The logic is simple, every time you open something, you decrease the counter, when the counter is finally zero, you execute the completion handler.

But that doesn’t guarantee sequential access neither. If for some reason, you want all files to be open in a certain order, you can try something like this:

- (void)readDocumentsWithCompletionHandler:(void(^)())handler{
    NSURL* rootURL =[[NSFileManager defaultManager] URLsForDirectory:NSDocumentDirectory inDomains:NSUserDomainMask][0];
    NSArray* urls = [[NSFileManager defaultManager] contentsOfDirectoryAtURL:rootURL includingPropertiesForKeys:nil options:0 error:nil];
    [self readDocumentsRecursivelyFromIndex:0 ofArray:urls withCompletionHandler:handler];
}

- (void)readDocumentsRecursivelyFromIndex:(NSUInteger)index ofArray:(NSArray*)array withCompletionHandler:(void(^)())handler{
    GYDocument* doc = [[GYDocument alloc] initWithFileURL:[array objectAtIndex:index]];
    if (index==array.count-1) {
        [doc openWithCompletionHandler:^(BOOL success) {
            if (handler!=NULL) {
                handler();
            }
        }];
    }
    else{
        [doc openWithCompletionHandler:^(BOOL success) {
            [self readDocumentsRecursivelyFromIndex:index+1 ofArray:array withCompletionHandler:handler];
        }];
    }
}

This approach uses recursion.
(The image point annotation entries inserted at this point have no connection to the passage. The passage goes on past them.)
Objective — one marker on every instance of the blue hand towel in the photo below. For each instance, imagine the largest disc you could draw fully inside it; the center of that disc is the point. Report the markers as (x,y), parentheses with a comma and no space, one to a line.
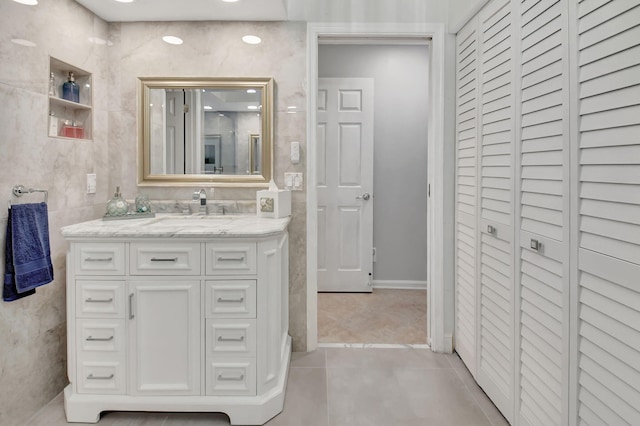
(28,256)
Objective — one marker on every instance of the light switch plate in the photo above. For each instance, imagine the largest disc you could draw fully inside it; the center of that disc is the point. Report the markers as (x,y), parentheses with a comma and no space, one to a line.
(295,152)
(293,181)
(91,183)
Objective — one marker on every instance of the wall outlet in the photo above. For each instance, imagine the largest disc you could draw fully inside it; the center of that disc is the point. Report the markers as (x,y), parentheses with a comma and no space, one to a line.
(91,183)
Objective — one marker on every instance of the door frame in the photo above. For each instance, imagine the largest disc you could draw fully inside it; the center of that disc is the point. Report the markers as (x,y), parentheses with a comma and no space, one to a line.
(440,331)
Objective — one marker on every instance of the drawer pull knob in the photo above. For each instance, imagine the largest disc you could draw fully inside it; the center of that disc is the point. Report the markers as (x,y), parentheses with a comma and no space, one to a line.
(230,339)
(92,377)
(230,259)
(90,300)
(231,378)
(221,300)
(99,339)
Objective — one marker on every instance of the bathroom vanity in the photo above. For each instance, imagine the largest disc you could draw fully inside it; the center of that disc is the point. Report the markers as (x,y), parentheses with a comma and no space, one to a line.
(178,313)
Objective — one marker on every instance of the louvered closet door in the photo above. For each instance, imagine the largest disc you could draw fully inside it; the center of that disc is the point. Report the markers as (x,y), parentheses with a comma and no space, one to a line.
(543,254)
(496,297)
(608,389)
(466,192)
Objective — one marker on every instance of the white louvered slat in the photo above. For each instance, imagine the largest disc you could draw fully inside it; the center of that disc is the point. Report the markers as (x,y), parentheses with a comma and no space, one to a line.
(496,320)
(609,110)
(466,193)
(544,204)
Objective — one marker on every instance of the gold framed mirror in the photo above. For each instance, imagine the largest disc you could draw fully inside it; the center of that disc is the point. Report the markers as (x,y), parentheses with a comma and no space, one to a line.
(205,131)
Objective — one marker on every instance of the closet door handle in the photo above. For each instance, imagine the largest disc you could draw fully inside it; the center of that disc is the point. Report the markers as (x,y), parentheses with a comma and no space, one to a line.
(535,244)
(131,314)
(99,339)
(92,377)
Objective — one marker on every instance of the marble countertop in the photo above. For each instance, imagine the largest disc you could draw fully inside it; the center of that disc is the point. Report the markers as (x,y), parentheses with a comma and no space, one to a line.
(179,226)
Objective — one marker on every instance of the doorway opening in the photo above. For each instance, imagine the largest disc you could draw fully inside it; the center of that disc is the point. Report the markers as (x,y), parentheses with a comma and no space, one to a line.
(440,305)
(372,191)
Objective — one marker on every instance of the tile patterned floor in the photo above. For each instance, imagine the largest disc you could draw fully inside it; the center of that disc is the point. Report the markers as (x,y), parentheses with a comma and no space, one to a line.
(383,316)
(348,387)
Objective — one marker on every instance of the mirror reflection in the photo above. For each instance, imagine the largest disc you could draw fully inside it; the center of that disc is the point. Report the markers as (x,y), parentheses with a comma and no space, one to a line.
(206,130)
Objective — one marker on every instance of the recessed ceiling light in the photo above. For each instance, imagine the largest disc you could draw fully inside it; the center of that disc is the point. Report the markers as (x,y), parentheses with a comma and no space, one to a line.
(250,39)
(172,39)
(23,42)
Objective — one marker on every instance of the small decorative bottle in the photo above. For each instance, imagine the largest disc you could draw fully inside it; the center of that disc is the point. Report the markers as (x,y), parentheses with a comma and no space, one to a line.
(53,124)
(117,206)
(70,89)
(53,89)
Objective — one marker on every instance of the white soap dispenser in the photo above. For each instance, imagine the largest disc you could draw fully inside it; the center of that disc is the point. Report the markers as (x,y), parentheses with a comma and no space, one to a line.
(273,202)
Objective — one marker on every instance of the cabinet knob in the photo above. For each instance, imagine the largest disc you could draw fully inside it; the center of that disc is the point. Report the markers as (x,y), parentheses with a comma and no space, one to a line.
(231,378)
(230,339)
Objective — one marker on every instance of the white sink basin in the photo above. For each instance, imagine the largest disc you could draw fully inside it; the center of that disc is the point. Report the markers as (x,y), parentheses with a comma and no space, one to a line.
(195,220)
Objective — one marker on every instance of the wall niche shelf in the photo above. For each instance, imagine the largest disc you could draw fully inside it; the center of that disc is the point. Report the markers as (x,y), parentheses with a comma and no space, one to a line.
(72,120)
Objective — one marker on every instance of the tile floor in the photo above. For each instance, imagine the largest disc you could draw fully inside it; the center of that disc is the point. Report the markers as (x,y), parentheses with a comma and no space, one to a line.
(348,387)
(383,316)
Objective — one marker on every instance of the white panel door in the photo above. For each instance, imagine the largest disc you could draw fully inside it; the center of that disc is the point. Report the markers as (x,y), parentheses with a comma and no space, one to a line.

If it has more documents to read, then read the next one, if it doesn’t have any document to read, then execute the completion handler. Unlike the previous one, this approach guarantees sequential access to the files in the order they appear in the array.

One would expect the second way to be a lot slower than the first way, but that’s not true (at least based on the several trials I’ve done). When there is only 10 documents, the recursive approach end up running faster on average. When there is 200 documents, the recursive approach is only about 0.05 seconds slower than the counting approach. So, performance is not something you should worry about when using the recursive approach.